Creators of the Dark Void videogame needed a mentor for their hero, Will, who falls from our world into a parallel realm ruled by sinister aliens bent on annihilating humans.
"We quickly decided that tapping into the conspiracies and geek mystique built up around Nikola Tesla would be awesome," says senior producer Morgan Gray. "What is cooler than having Tesla reverse-engineer alien technology to build weapons of super science?"

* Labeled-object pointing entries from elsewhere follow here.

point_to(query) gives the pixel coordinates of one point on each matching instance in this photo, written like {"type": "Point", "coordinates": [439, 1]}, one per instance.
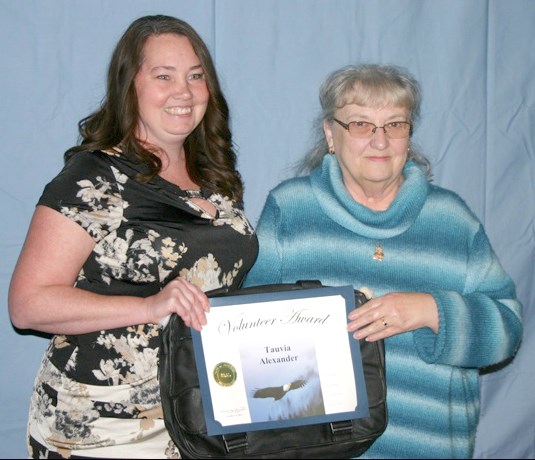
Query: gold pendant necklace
{"type": "Point", "coordinates": [379, 253]}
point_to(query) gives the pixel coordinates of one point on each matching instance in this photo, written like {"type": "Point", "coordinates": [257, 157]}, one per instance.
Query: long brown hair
{"type": "Point", "coordinates": [210, 155]}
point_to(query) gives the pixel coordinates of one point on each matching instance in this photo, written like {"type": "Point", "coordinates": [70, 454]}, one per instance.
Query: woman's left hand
{"type": "Point", "coordinates": [393, 314]}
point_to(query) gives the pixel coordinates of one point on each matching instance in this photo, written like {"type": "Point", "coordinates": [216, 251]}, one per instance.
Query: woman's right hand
{"type": "Point", "coordinates": [183, 298]}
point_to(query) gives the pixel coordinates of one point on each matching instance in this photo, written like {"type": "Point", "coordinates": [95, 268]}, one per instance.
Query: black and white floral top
{"type": "Point", "coordinates": [145, 235]}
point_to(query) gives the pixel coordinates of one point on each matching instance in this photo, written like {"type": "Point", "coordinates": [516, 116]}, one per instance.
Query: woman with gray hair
{"type": "Point", "coordinates": [366, 214]}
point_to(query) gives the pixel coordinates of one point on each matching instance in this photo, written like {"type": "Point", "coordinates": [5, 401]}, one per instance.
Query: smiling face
{"type": "Point", "coordinates": [171, 90]}
{"type": "Point", "coordinates": [371, 167]}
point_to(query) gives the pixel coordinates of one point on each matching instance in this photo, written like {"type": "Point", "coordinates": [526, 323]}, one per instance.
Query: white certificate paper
{"type": "Point", "coordinates": [279, 359]}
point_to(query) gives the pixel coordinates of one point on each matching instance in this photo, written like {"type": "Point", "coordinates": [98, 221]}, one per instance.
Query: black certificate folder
{"type": "Point", "coordinates": [279, 359]}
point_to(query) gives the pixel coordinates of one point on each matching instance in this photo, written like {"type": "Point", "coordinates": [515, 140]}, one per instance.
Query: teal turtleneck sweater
{"type": "Point", "coordinates": [311, 228]}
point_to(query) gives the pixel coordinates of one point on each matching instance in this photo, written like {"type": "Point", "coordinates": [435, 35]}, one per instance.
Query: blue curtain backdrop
{"type": "Point", "coordinates": [476, 64]}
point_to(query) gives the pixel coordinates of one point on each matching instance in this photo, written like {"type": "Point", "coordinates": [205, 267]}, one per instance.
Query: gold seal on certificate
{"type": "Point", "coordinates": [225, 374]}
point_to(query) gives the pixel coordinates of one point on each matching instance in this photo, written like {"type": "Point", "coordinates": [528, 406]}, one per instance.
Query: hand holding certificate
{"type": "Point", "coordinates": [281, 359]}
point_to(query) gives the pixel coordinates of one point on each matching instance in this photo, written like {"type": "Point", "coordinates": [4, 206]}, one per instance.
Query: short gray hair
{"type": "Point", "coordinates": [368, 85]}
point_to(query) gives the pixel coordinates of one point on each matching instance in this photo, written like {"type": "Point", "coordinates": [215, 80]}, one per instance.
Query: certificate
{"type": "Point", "coordinates": [279, 359]}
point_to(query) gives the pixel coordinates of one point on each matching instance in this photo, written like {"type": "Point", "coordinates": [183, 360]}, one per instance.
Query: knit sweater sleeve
{"type": "Point", "coordinates": [482, 325]}
{"type": "Point", "coordinates": [268, 266]}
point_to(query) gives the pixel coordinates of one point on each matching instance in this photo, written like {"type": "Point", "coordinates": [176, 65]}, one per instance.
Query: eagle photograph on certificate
{"type": "Point", "coordinates": [282, 380]}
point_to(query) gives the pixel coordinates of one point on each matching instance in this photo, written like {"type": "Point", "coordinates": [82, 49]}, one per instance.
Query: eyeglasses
{"type": "Point", "coordinates": [360, 129]}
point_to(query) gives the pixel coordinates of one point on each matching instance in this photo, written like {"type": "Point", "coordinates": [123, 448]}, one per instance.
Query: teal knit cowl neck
{"type": "Point", "coordinates": [336, 202]}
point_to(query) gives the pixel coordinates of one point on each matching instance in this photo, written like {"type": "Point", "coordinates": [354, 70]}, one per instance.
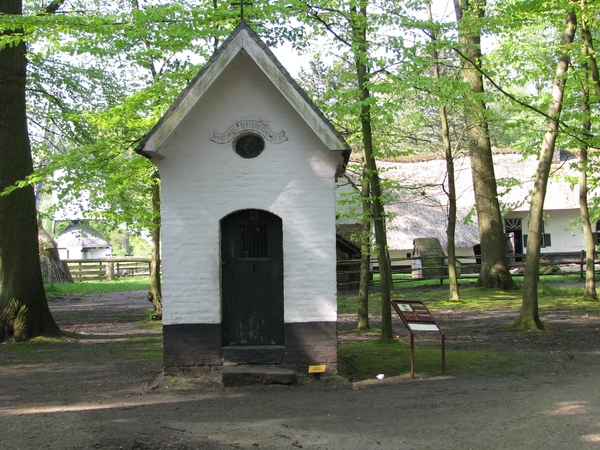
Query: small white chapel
{"type": "Point", "coordinates": [248, 166]}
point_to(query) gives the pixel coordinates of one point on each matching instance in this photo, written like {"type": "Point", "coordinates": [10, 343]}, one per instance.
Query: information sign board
{"type": "Point", "coordinates": [416, 317]}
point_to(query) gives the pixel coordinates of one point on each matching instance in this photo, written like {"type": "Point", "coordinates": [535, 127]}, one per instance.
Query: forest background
{"type": "Point", "coordinates": [81, 82]}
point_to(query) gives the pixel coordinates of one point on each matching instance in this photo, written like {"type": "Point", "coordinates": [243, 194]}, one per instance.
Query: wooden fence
{"type": "Point", "coordinates": [404, 269]}
{"type": "Point", "coordinates": [413, 269]}
{"type": "Point", "coordinates": [103, 268]}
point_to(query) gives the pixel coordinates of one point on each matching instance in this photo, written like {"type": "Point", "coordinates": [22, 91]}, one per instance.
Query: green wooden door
{"type": "Point", "coordinates": [252, 279]}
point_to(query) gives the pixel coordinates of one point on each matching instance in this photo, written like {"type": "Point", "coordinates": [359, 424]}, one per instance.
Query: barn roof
{"type": "Point", "coordinates": [418, 209]}
{"type": "Point", "coordinates": [80, 236]}
{"type": "Point", "coordinates": [243, 39]}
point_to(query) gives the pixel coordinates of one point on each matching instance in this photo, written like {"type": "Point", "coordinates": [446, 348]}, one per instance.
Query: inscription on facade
{"type": "Point", "coordinates": [249, 125]}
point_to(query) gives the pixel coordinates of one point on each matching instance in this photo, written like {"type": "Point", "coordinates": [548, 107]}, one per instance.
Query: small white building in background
{"type": "Point", "coordinates": [248, 167]}
{"type": "Point", "coordinates": [79, 242]}
{"type": "Point", "coordinates": [419, 208]}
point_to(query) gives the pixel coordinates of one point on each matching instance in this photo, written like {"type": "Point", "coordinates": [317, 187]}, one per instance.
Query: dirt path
{"type": "Point", "coordinates": [73, 395]}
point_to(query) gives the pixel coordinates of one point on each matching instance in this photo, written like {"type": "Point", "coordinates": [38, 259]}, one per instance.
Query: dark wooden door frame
{"type": "Point", "coordinates": [252, 279]}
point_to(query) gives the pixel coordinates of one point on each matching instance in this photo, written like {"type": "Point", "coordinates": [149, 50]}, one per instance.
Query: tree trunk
{"type": "Point", "coordinates": [365, 255]}
{"type": "Point", "coordinates": [529, 317]}
{"type": "Point", "coordinates": [590, 267]}
{"type": "Point", "coordinates": [454, 293]}
{"type": "Point", "coordinates": [24, 311]}
{"type": "Point", "coordinates": [155, 294]}
{"type": "Point", "coordinates": [494, 271]}
{"type": "Point", "coordinates": [385, 273]}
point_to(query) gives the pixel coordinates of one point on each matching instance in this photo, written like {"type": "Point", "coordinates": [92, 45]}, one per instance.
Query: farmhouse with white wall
{"type": "Point", "coordinates": [247, 166]}
{"type": "Point", "coordinates": [78, 241]}
{"type": "Point", "coordinates": [419, 207]}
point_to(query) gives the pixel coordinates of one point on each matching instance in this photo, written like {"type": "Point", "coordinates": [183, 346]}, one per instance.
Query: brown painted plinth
{"type": "Point", "coordinates": [197, 349]}
{"type": "Point", "coordinates": [250, 375]}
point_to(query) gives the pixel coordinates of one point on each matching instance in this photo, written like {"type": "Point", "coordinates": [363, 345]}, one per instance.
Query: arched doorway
{"type": "Point", "coordinates": [252, 279]}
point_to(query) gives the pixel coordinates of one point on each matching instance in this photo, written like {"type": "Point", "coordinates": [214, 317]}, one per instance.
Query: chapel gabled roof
{"type": "Point", "coordinates": [243, 37]}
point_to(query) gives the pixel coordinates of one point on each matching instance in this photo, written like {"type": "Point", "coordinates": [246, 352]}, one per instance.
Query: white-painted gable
{"type": "Point", "coordinates": [243, 89]}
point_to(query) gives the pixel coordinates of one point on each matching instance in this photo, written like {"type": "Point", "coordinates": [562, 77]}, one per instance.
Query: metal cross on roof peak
{"type": "Point", "coordinates": [241, 4]}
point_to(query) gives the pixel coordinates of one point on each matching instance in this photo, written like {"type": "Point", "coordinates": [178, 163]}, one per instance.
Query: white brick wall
{"type": "Point", "coordinates": [203, 181]}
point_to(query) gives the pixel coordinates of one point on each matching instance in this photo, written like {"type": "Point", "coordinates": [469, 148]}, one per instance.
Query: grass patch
{"type": "Point", "coordinates": [72, 348]}
{"type": "Point", "coordinates": [99, 287]}
{"type": "Point", "coordinates": [365, 360]}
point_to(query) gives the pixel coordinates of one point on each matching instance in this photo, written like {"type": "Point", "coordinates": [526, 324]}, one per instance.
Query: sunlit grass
{"type": "Point", "coordinates": [99, 287]}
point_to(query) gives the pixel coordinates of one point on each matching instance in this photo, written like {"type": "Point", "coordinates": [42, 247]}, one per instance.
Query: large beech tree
{"type": "Point", "coordinates": [24, 311]}
{"type": "Point", "coordinates": [529, 316]}
{"type": "Point", "coordinates": [494, 260]}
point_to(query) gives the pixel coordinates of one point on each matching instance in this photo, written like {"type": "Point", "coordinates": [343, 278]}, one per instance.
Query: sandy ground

At Tesla Motors, the branding isn't simply an effort to ride the name's nerdy snob appeal, says spokeswoman Rachel Konrad. The Tesla Roadster uses an AC motor descended directly from Tesla's original 1882 design, which he said came to him in a vision.
Still, for all Tesla's cachet, Edison's legacy remains inescapable. Ms. Konrad says customers note with irony that Tesla Motors' main showroom is in Menlo Park, Calif.
To help boost the Tesla name, the automotive start-up has launched a promotional sweepstakes with Capcom around the release of Dark Void. The prize: a Tesla Roadster.
For Nikola Tesla himself, Ms. Konrad says, the prize is overdue recognition.
"You know you've gone into mainstream pop glory when you're in a videogame aimed at 18-year-old boys," she says.